| Supposons qu'il 
		n'y ait qu'une charrue dans le monde et que deux laboureurs y 
		prétendent.
 
 Pierre est possesseur de 
		la seule charrue qui soit disponible en France. Jean et Jacques désirent 
		l'emprunter. Jean, par sa probité, par ses propriétés, par sa bonne 
		renommée offre des garanties. On croit en lui; il a du crédit. 
		Jacques n'inspire pas de confiance ou en inspire moins. Naturellement 
		arrive que Pierre prête sa charrue à Jean.
 
 Mais voici que, sous 
		l'inspiration socialiste, l'État intervient et dit à Pierre: Prêtez 
		votre charrue à Jacques, je vous garantis le remboursement, et cette 
		garantie vaut mieux que celle de Jean, car il n'a que lui pour répondre 
		de lui-même, et moi, je n'ai rien, il est vrai, mais je dispose de la 
		fortune de tous les contribuables; c'est avec leurs deniers qu'au besoin 
		je vous payerai le principal et l'intérêt.
 
 En conséquence, Pierre 
		prête sa charrue à Jacques: c'est ce qu'on voit.
 
 Et les socialistes se 
		frottent les mains, disant: Voyez comme notre plan a réussi. Grâce à 
		l'intervention de l'État, le pauvre Jacques a une charrue. Il ne sera 
		plus obligé à bêcher la terre; le voilà sur la route de la fortune. 
		C'est un bien pour lui et un profit pour la nation prise en masse.
 
 Eh non! messieurs, ce 
		n'est pas un profit pour la nation, car voici ce qu'on ne voit pas.
 
 On ne voit pas que 
		la charrue n'a été à Jacques que parce qu'elle n'a pas été à Jean.
 
 On ne voit pas 
		que, si Jacques laboure au lieu de bêcher, Jean sera réduit à bêcher au 
		lieu de labourer.
 
 Que, par conséquent, ce 
		qu'on considérait comme un accroissement de prêt n'est qu'un 
		déplacement de prêt.
 
 En outre, on ne voit 
		pas que ce déplacement implique deux profondes injustices.
 
 Injustice envers Jean 
		qui, après avoir mérité et conquis le crédit par sa probité et 
		son activité s'en voit dépouillé.
 
 Injustice envers les 
		contribuables, exposés à payer une dette qui ne les regarde pas.
 
 Dira-t-on que le 
		gouvernement offre à Jean les mêmes facilités qu'à Jacques? Mais 
		puisqu'il n'y a qu'une charrue disponible, deux ne peuvent être prêtées. 

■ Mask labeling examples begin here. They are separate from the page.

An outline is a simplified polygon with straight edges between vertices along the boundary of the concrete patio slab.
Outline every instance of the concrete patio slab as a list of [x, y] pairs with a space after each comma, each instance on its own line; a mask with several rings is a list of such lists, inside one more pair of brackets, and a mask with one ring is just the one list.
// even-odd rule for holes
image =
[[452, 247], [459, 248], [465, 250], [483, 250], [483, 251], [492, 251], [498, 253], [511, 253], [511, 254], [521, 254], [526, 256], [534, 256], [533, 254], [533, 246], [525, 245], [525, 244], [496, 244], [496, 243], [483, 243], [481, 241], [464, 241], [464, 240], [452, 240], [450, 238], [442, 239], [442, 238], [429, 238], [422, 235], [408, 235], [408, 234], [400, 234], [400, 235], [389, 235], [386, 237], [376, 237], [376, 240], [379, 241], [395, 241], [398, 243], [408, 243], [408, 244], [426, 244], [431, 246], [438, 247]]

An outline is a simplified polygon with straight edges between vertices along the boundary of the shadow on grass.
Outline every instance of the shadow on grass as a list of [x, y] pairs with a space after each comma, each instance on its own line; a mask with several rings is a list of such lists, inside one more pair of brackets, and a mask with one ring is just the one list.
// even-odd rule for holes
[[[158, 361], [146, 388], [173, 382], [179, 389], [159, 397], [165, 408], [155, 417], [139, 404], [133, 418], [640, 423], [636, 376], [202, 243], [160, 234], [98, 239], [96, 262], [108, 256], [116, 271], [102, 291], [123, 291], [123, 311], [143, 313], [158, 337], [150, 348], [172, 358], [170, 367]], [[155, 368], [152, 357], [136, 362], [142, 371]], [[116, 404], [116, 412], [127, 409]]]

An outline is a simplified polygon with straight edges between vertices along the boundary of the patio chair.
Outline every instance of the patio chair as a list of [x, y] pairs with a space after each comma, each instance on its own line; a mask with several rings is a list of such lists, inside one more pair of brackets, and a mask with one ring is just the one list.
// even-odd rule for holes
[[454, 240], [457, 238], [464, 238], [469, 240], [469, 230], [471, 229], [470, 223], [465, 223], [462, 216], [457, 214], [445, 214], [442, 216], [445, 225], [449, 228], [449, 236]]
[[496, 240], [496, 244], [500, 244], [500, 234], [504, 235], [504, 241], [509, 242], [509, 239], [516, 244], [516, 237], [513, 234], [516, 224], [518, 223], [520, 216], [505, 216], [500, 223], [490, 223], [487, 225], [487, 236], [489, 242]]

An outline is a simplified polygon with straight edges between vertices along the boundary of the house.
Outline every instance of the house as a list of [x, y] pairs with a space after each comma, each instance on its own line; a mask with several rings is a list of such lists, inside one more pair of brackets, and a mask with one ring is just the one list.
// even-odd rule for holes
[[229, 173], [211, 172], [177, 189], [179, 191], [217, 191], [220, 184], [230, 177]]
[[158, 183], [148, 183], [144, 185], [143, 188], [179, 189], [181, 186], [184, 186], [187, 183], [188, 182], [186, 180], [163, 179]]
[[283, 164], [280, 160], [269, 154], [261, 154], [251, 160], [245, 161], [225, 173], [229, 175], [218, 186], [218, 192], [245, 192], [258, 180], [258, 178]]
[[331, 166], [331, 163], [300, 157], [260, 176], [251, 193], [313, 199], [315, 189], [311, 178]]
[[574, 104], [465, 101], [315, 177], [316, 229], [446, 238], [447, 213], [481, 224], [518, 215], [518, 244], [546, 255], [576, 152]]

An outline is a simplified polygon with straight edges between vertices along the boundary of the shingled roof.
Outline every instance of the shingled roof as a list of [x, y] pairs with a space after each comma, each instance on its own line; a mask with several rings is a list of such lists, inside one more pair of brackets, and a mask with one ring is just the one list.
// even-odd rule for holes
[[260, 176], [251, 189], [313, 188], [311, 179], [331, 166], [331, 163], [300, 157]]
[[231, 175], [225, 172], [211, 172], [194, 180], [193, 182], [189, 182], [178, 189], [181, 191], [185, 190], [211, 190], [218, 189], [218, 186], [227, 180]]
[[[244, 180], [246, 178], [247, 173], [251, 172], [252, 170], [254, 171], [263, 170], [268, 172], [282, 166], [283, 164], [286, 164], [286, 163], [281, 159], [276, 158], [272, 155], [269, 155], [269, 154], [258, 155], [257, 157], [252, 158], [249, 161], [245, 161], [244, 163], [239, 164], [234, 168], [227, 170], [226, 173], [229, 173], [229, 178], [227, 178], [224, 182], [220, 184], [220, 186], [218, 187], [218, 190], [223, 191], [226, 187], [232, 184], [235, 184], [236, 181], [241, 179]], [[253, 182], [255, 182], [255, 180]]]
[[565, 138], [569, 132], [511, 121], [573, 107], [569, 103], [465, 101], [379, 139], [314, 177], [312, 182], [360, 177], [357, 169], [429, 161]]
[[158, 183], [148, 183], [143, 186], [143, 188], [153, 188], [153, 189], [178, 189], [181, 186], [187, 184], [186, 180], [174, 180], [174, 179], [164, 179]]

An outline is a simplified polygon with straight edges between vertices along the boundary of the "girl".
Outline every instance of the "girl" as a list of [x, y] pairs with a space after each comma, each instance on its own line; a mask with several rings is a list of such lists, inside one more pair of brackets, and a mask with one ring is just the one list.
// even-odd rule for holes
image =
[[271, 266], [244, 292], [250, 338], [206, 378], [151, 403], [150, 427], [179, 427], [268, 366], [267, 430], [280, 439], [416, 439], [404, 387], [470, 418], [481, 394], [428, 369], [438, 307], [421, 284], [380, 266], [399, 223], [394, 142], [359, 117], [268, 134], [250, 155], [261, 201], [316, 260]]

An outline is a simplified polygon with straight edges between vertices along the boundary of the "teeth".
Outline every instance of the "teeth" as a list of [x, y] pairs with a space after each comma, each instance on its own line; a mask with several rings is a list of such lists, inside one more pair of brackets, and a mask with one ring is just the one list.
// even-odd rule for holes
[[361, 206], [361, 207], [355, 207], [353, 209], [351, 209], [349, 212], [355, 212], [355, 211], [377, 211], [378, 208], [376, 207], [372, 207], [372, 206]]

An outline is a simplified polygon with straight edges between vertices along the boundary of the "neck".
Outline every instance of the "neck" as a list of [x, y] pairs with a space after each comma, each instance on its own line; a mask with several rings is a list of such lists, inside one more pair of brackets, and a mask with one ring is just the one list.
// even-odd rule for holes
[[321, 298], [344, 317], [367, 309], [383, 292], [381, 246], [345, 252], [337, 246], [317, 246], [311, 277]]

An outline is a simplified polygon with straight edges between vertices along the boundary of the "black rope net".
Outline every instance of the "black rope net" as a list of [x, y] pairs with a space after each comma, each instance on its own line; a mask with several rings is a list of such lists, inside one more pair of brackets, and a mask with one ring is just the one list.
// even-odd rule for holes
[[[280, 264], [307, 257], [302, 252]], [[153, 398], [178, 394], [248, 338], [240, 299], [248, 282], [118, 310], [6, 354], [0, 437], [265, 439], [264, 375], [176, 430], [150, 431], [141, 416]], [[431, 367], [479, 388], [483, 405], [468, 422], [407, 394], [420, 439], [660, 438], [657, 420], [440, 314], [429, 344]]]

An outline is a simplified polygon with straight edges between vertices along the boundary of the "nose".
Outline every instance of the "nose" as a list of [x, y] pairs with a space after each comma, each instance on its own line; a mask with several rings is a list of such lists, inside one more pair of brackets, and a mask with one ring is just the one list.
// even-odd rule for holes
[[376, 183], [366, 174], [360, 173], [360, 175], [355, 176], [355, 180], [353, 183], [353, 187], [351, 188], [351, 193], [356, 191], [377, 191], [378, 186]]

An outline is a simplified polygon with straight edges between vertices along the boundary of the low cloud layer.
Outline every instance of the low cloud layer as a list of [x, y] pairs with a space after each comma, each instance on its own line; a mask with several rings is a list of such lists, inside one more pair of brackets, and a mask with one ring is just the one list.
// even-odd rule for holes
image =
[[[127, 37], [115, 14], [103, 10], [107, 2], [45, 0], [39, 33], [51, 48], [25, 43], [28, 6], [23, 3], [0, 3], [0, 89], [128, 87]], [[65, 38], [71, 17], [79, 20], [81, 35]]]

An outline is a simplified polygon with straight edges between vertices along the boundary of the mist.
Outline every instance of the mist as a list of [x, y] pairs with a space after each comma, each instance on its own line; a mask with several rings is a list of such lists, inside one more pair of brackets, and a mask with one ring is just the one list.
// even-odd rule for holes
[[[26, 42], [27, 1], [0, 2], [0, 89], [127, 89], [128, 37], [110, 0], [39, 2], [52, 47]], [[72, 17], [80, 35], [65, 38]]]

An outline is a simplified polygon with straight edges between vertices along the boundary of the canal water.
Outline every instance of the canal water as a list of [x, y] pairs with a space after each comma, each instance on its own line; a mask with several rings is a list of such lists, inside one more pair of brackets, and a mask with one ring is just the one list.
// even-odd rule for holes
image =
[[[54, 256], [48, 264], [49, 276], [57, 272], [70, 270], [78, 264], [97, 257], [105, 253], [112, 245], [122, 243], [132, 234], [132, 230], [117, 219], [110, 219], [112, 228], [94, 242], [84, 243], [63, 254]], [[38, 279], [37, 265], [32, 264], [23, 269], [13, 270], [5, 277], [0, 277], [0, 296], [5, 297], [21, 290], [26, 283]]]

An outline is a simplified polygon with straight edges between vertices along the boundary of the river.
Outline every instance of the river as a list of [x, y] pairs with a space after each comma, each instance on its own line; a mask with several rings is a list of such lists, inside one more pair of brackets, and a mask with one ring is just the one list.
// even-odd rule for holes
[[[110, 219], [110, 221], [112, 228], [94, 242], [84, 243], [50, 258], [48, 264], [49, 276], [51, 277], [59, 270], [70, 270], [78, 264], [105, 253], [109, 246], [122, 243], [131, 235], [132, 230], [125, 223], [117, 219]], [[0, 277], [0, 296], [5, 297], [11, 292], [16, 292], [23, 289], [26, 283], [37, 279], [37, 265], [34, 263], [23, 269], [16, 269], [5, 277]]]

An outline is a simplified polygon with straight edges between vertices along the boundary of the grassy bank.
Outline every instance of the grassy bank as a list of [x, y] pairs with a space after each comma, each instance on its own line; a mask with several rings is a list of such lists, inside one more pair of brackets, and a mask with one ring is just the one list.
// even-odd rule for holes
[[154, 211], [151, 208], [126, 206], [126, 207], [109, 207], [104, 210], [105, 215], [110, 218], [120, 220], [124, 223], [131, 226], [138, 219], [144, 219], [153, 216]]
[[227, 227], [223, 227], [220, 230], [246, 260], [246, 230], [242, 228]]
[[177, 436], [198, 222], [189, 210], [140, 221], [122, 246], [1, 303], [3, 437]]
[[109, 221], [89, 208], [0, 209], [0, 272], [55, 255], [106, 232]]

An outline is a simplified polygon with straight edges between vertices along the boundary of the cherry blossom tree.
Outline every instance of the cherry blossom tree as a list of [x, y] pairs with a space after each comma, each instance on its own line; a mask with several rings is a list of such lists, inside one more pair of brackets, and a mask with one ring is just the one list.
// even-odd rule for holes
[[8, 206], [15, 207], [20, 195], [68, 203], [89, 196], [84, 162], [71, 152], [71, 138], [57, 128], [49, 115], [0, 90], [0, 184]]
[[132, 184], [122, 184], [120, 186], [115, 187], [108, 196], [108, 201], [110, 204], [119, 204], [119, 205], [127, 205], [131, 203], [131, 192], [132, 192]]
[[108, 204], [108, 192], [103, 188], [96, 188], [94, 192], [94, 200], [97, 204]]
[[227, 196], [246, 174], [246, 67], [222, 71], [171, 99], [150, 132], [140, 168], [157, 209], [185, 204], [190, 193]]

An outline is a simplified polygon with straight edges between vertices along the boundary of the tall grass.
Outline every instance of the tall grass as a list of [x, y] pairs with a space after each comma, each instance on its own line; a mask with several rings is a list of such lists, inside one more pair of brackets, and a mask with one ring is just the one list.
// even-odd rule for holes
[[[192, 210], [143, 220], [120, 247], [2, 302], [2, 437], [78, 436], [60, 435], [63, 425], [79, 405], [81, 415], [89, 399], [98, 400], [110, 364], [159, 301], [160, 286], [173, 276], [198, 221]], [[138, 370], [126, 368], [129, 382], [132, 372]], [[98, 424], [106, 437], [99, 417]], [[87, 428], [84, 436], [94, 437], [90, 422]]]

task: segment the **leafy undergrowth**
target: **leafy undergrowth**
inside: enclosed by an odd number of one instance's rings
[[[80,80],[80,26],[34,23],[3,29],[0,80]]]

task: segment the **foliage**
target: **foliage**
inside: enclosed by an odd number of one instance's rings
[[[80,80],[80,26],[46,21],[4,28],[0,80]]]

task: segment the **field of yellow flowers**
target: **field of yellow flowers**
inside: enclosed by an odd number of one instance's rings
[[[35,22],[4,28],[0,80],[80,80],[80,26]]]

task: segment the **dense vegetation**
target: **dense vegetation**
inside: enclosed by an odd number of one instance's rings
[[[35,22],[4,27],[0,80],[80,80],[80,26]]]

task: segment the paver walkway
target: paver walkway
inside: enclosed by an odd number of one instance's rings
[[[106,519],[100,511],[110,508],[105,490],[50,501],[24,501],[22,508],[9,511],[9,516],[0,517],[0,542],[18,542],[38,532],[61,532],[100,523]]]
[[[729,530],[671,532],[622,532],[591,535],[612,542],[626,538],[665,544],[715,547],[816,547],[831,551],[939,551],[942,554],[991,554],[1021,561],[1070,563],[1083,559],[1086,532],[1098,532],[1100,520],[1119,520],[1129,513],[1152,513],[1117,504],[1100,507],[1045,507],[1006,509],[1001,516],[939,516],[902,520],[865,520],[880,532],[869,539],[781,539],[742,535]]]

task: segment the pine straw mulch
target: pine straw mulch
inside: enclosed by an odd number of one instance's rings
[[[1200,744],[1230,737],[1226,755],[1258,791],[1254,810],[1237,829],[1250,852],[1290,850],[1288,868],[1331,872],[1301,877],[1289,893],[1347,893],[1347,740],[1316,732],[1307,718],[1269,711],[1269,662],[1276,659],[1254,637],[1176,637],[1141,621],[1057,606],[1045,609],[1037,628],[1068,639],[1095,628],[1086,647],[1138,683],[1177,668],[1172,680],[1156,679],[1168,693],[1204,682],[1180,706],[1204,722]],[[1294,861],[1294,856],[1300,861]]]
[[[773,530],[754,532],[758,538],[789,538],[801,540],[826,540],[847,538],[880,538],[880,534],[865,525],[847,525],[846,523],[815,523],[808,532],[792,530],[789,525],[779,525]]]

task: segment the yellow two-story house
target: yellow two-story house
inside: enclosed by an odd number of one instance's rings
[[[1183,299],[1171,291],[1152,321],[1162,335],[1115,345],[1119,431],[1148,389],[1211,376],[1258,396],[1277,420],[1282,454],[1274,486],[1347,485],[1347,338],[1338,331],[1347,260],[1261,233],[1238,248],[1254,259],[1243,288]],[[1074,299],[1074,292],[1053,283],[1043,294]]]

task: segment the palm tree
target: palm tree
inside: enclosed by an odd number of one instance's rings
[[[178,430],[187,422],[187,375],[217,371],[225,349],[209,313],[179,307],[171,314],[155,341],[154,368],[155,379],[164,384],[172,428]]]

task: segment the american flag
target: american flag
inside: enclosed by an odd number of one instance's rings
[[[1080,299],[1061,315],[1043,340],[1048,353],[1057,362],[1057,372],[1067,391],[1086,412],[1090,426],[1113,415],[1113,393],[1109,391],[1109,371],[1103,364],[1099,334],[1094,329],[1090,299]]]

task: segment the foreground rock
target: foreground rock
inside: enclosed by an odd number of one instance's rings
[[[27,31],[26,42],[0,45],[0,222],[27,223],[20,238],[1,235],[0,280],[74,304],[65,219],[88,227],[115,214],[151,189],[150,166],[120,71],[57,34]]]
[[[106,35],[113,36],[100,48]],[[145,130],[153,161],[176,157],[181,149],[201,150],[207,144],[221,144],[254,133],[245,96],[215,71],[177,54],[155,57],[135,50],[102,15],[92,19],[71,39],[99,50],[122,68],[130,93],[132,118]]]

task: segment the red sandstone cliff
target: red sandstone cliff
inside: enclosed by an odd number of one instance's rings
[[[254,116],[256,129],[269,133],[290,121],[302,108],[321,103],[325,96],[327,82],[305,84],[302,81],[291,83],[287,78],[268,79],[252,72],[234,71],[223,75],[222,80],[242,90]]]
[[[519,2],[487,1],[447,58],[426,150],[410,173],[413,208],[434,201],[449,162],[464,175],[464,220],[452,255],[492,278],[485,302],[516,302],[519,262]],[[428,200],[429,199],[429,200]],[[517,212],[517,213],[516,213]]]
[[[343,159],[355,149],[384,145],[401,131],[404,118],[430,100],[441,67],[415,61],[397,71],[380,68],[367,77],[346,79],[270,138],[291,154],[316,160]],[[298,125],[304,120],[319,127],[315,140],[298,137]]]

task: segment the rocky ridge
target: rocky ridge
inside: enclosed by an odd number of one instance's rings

		L'argument revient toujours à ce que, grâce à l'intervention de l'État, 
		il se fera plus d'emprunts qu'il ne peut se faire de prêts, car la 
		charrue représente ici la masse des capitaux disponibles.
 
 J'ai réduit, il est vrai, 
		l'opération à son expression la plus simple; mais, éprouvez à la même 
		pierre de touche les institutions gouvernementales de crédit les plus 
		compliquées, vous vous convaincrez qu'elles ne peuvent avoir que ce 
		résultat: déplacer le crédit, non l'accroître. Dans un 
		pays et dans un temps donné, il n'y a qu'une certaine somme de capitaux 
		en disponibilité et tous se placent. En garantissant des insolvables, 
		l'État peut bien augmenter le nombre des emprunteurs, faire hausser 
		ainsi le taux de l'intérêt (toujours au préjudice du contribuable), 
		mais, ce qu'il ne peut faire, c'est augmenter le nombre des prêteurs et 
		l'importance du total des prêts.
 
 Qu'on ne m'impute point, 
		cependant, une conclusion dont Dieu me préserve. Je dis que la Loi ne 
		doit point favoriser artificiellement les emprunts; mais je ne dis pas 
		qu'elle doive artificiellement les entraver. S'il se trouve, dans notre 
		régime hypothécaire ou ailleurs, des obstacles à la diffusion et à 
		l'application du crédit, qu'on les fasse disparaître; rien de mieux, 
		rien de plus juste. Mais c'est là, avec la liberté, tout ce que doivent 
		demander à la Loi des Réformateurs dignes de ce nom.